I'm interested in comparing estimates from different quantiles (same outcome, same covariates) using anova.rqlist function called by anova in the environment of the quantreg package in R. However the math in the function is beyond my rudimentary expertise. Lets say i fit 3 models at different quantiles;
library(quantreg)
data(Mammals) # data in quantreg to be used as a useful example
fit1 <- rq(weight ~ speed + hoppers + specials, tau = .25, data = Mammals)
fit2 <- rq(weight ~ speed + hoppers + specials, tau = .5, data = Mammals)
fit3 <- rq(weight ~ speed + hoppers + specials, tau = .75, data = Mammals)
Then i compare them using;
anova(fit1, fit2, fit3, test="Wald", joint=FALSE)
My question is which is of these models is being used as the basis of the comparison?
My understanding of the Wald test (wiki entry)
where θ^ is the estimate of the parameter(s) of interest θ that is compared with the proposed value θ0.
So my question is what is the anova function in quantreg choosing as the θ0?
Based on the pvalue returned from the anova my best guess is that it is choosing the lowest quantile specified (ie tau=0.25). Is there a way to specify the median (tau = 0.5) or better yet the mean estimate from obtained using lm(y ~ x1 + x2 + x3, data)?
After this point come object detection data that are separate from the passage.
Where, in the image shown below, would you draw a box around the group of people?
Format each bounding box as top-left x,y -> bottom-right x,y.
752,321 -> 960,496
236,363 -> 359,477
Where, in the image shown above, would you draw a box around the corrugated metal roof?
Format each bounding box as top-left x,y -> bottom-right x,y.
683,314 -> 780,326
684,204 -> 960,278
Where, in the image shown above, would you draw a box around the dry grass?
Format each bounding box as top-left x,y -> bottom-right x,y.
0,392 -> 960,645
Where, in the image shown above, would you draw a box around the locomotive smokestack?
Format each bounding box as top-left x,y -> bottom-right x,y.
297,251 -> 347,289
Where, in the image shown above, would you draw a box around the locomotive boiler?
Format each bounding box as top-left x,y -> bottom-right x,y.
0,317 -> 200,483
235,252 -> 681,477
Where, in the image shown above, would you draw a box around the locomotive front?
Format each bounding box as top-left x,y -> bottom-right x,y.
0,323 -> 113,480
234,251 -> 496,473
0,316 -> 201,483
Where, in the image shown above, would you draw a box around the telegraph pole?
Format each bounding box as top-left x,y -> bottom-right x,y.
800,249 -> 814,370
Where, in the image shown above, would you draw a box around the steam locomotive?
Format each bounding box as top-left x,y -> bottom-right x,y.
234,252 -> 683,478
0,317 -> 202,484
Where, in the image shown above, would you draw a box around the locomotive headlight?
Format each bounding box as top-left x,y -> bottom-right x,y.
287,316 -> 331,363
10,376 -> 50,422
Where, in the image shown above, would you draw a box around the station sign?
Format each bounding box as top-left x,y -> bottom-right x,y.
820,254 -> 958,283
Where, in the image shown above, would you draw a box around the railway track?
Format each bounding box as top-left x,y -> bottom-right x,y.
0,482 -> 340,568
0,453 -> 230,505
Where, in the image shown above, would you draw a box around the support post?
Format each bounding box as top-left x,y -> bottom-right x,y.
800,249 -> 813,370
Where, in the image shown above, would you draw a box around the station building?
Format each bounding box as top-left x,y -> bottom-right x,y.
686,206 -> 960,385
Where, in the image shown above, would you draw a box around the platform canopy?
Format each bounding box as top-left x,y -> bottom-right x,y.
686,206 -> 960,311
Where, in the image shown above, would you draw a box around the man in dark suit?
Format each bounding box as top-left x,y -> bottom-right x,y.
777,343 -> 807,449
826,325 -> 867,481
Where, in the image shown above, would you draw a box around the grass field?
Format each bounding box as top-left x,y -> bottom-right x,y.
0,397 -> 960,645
anova(fit1, fit2, fit3, joint=FALSE)
actually produces
Quantile Regression Analysis of Deviance Table
Model: weight ~ speed + hoppers + specials
Tests of Equality of Distinct Slopes: tau in { 0.25 0.5 0.75 }
Df Resid Df F value Pr(>F)
speed 2 319 1.0379 0.35539
hoppersTRUE 2 319 4.4161 0.01283 *
specialsTRUE 2 319 1.7290 0.17911
---
Signif. codes: 0 ‘***’ 0.001 ‘**’ 0.01 ‘*’ 0.05 ‘.’ 0.1 ‘ ’ 1
while
anova(fit3, fit1, fit2, joint=FALSE)
produces the exact same result
Quantile Regression Analysis of Deviance Table
Model: weight ~ speed + hoppers + specials
Tests of Equality of Distinct Slopes: tau in { 0.5 0.25 0.75 }
Df Resid Df F value Pr(>F)
speed 2 319 1.0379 0.35539
hoppersTRUE 2 319 4.4161 0.01283 *
specialsTRUE 2 319 1.7290 0.17911
---
Signif. codes: 0 ‘***’ 0.001 ‘**’ 0.01 ‘*’ 0.05 ‘.’ 0.1 ‘ ’ 1
The order of the models is clearly being changed in the anova, but how is it that the F value and Pr(>F) are identical in both tests?
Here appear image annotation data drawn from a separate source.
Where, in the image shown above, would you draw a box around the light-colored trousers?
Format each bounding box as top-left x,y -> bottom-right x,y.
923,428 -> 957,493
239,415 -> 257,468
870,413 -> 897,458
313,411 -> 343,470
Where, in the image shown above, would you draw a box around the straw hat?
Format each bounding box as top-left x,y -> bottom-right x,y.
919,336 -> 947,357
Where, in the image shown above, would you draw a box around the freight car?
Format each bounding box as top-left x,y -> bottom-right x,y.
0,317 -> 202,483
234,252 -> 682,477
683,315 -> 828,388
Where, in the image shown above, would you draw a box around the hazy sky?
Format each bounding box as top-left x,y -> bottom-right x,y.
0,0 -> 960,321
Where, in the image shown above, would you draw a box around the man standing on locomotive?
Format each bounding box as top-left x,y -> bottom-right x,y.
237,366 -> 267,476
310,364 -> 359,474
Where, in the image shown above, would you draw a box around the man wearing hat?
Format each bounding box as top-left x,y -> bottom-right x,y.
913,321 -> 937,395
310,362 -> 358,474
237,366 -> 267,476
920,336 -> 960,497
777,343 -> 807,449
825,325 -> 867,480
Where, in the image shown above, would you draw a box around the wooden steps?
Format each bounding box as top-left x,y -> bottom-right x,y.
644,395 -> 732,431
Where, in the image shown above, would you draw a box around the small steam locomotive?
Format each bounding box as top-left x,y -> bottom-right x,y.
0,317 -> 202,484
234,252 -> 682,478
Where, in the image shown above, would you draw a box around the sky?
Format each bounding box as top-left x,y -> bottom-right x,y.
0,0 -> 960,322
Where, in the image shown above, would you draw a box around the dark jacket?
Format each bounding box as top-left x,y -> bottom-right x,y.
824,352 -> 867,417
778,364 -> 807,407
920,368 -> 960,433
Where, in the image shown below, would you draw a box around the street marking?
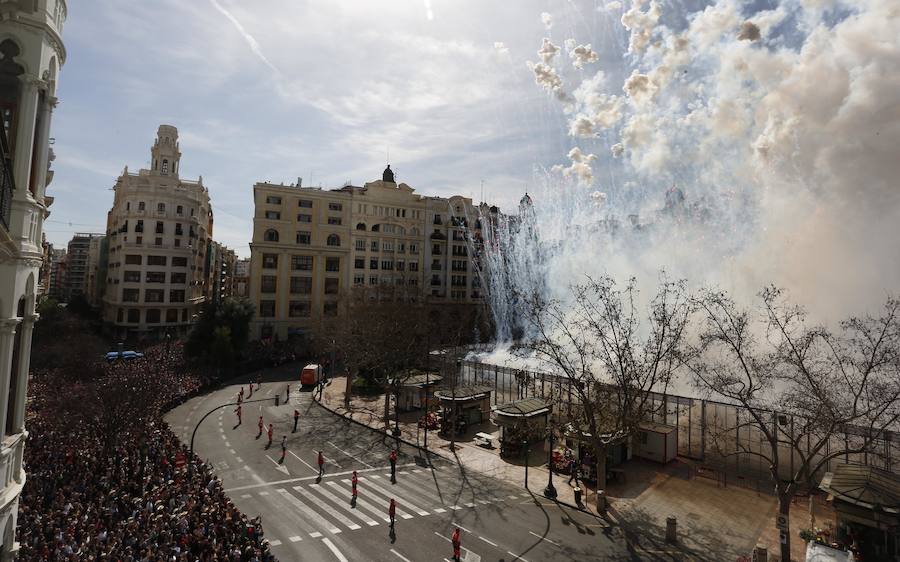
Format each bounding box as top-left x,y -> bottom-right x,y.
326,441 -> 372,468
391,548 -> 412,562
275,488 -> 341,535
478,535 -> 497,547
224,462 -> 415,493
528,531 -> 559,546
294,486 -> 360,531
360,478 -> 428,515
312,476 -> 378,527
322,539 -> 349,562
288,451 -> 319,473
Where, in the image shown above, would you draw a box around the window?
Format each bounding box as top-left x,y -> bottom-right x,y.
291,277 -> 312,295
288,301 -> 312,318
291,256 -> 312,271
325,258 -> 341,271
144,289 -> 166,302
260,275 -> 277,293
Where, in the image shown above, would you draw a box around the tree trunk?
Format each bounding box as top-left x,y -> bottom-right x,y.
776,492 -> 792,562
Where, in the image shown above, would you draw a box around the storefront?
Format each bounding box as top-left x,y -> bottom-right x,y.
494,398 -> 551,456
434,385 -> 493,435
819,464 -> 900,560
391,372 -> 441,412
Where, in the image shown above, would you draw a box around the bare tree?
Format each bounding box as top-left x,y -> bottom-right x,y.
523,275 -> 691,509
688,287 -> 900,560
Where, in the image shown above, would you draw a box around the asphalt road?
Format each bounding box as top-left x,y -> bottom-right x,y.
166,368 -> 633,562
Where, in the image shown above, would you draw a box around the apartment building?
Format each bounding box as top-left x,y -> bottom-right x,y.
103,125 -> 213,336
0,0 -> 68,560
250,166 -> 481,340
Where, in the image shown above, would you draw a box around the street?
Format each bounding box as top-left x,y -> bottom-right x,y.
166,368 -> 630,562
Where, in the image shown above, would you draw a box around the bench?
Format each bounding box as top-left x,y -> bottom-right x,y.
475,433 -> 494,449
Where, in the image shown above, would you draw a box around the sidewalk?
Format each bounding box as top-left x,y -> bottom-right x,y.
321,377 -> 828,560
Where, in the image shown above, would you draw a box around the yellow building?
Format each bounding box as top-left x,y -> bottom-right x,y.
250,166 -> 481,340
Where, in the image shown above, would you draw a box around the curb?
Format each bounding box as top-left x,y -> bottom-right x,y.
312,396 -> 607,521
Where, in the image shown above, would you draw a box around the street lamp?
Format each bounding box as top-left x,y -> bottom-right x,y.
544,428 -> 556,500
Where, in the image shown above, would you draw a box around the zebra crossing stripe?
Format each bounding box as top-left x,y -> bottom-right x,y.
276,488 -> 341,538
344,480 -> 416,519
363,478 -> 428,515
294,486 -> 360,531
328,480 -> 390,523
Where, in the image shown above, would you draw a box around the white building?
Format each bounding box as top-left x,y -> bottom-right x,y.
103,125 -> 213,336
0,0 -> 67,560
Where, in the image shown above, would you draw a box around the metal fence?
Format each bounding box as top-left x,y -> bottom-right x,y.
454,349 -> 900,480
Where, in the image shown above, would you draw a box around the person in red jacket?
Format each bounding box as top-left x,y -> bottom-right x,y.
450,527 -> 460,562
388,498 -> 397,529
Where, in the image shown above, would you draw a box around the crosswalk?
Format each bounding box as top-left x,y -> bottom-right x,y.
240,469 -> 531,546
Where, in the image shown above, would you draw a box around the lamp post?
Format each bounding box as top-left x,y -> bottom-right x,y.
544,428 -> 556,500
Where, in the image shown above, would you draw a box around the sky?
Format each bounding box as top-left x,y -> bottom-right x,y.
45,0 -> 592,256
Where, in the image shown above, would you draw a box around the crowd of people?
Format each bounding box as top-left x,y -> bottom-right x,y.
17,334 -> 274,562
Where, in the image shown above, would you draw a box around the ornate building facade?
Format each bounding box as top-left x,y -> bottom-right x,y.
0,0 -> 67,560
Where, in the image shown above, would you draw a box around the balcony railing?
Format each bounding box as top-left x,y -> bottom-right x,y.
0,119 -> 16,230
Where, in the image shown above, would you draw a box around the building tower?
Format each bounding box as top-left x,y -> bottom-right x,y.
0,0 -> 67,560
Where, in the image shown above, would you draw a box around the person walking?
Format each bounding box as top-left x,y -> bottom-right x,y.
388,449 -> 397,482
All the quantiles you input are used and there is not one model used as a reference.
I suggest you read this post and the related answer to understand what your "theta.0" is.
I believe what you are trying to do is to test whether the regression lines are parallel. In other words whether the effects of the predictor variables (only income here) are uniform across quantiles.
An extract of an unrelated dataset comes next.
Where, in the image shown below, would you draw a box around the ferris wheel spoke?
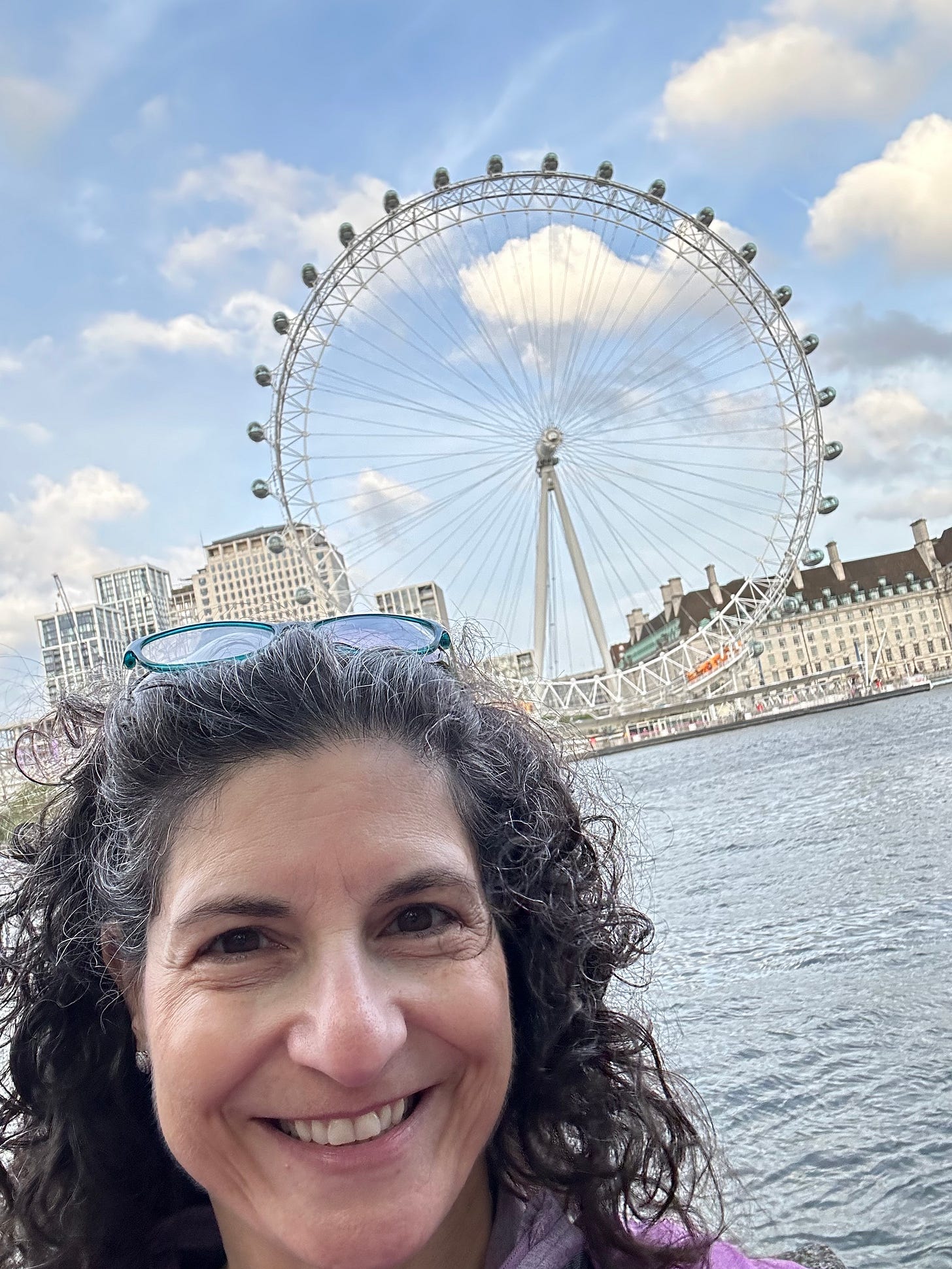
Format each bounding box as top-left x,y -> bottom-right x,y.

You can use the anova() from the quantreg package to answer this question. You should indeed use several fits for each quantile.
When you use joint=FALSE as you did, you get coefficient-wise comparisons. But you only have one coefficient so there is only one line! And your results tells you that the effect of income is not uniform accross quantiles in your example. Use several predictor variables and you will get several p-values.
You can do an overall test of equality of the entire sets of coefficients if you do not use joint=FALSE and that would give you a "Joint Test of Equality of Slopes" and therefore only one p-value.
EDIT:
I think theta.0 is the average slope for all 'tau' values or the actual estimate from 'lm()', rather than a specific slope of any of the models. My reasoning is that 'anova.rq()' does not require any specific low value of 'tau' or even the median 'tau'.
There are several ways to test this. Either do the calculations by hand with theta.0 being equal to the average value, or compare many combinations because then you could a situation where certain of your models are close to the model with a low 'tau' values but not to the 'lm()' value. So if theta.0 is the slope of the first model with lowest 'tau' then your Pr(>F) will be high whereas in the other case, it will be low.
This question should maybe have been asked on cross-validated.